Reader View: Acupuncture can benefit pregnant women

Happy Baby,   postpartum,   Pregnancy
Reader View: Acupuncture can benefit pregnant women

Originally posted on Santafenewmexican.com

When Jane from the new hit TV comedyJane the Virgin was told her baby was in a breech position (head up, bottom down), her OB-GYN warned that she could be at risk for a cesarean section.

Jane got the baby to turn with an Oriental medicine technique called moxibustion, in which dried mugwort herb is burned indirectly over acupuncture points. As the show’s narrator said, “Google it! It’s a real thing.” Moxabustion was a great dramatic tool for the TV show. That night, the baby turned but Jane fell asleep while using the moxibustion and her ottoman caught fire. Before trying this at home, I would say seek a professional!
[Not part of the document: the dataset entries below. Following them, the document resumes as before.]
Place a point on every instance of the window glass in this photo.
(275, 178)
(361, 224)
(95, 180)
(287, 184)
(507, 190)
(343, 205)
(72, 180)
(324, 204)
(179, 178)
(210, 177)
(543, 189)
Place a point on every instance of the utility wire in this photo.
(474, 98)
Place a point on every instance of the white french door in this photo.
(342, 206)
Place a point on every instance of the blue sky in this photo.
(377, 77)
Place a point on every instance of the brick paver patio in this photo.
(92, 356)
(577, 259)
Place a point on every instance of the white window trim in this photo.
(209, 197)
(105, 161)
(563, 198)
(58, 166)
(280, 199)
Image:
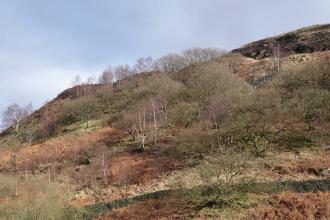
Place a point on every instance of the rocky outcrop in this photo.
(305, 40)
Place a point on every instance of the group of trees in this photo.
(171, 62)
(14, 114)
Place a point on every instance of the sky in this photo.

For most Americans, acupuncture and Oriental medicine for pregnancy and birth is the next big discovery waiting to happen — a treasure trove of help for the common challenges of pregnancy. Licensed practitioners of acupuncture and herbal medicine can help decrease stress and anxiety, calm nausea, treat sciatic pain, and improve sleep and energy. Some practitioners are trained to prevent the transfer of parental toxins to the fetus, which are reputed to decrease the risk of childhood epidemics and environmental toxins. For these treatments, visits at the end of each trimester are essential.
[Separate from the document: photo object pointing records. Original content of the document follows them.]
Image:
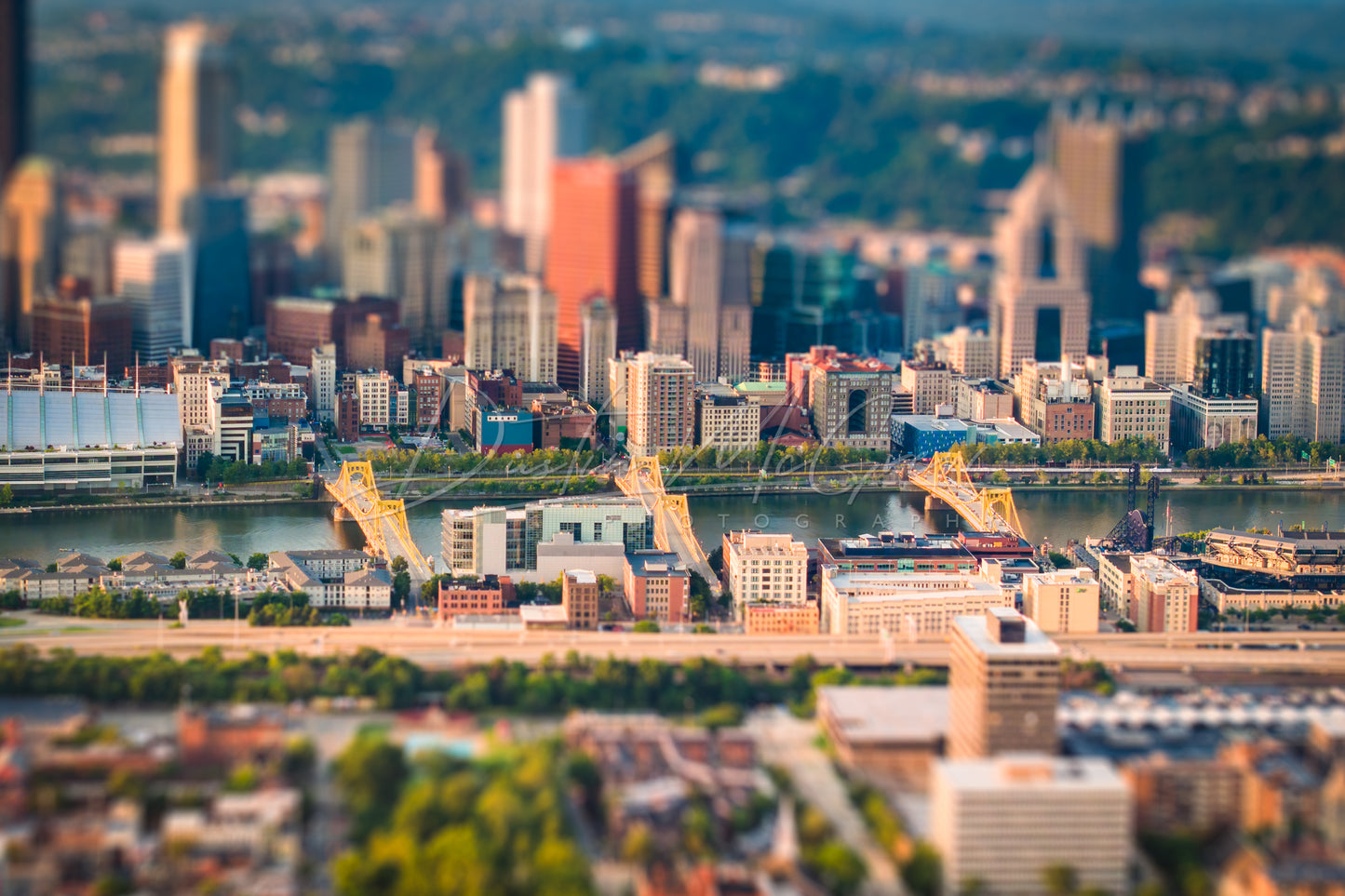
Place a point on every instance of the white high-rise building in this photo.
(508, 325)
(598, 346)
(661, 404)
(544, 121)
(1170, 335)
(1040, 305)
(195, 117)
(1303, 379)
(410, 259)
(155, 277)
(1002, 822)
(370, 167)
(710, 276)
(324, 381)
Preventing miscarriage is another strength of acupuncture and Oriental medicine. Western medicine has limited treatments for threatened miscarriage. Common treatments include blood thinners such as heparin or aspirin and the hormone progesterone.
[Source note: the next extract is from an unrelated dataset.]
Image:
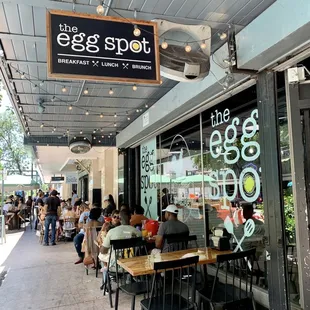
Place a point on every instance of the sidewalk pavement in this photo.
(37, 277)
Since the medical options are so limited, most doctors try what they can, while they are resigned to wait to see what happens. Oriental medicine, on the other hand, has a different framework that allows us to diagnose specific patterns of an underlying cause and treat them, ideally even before the risk fully manifests as bleeding, blood clots or dilated cervix.

Even less known is its excellent ability to forecast and decrease risk of complicating factors such as preeclampsia, low amniotic fluids or delayed labor — all of which may endanger the fetus and require medical interventions. Even if a pregnancy has been uneventful, visiting an acupuncture and Oriental medicine practitioner at the beginning of the third trimester, at minimum, is wise. We will diagnose constitutional tendencies and potential risks. We will treat to encourage vitality and a smooth, harmonious pregnancy, birth and postpartum experience.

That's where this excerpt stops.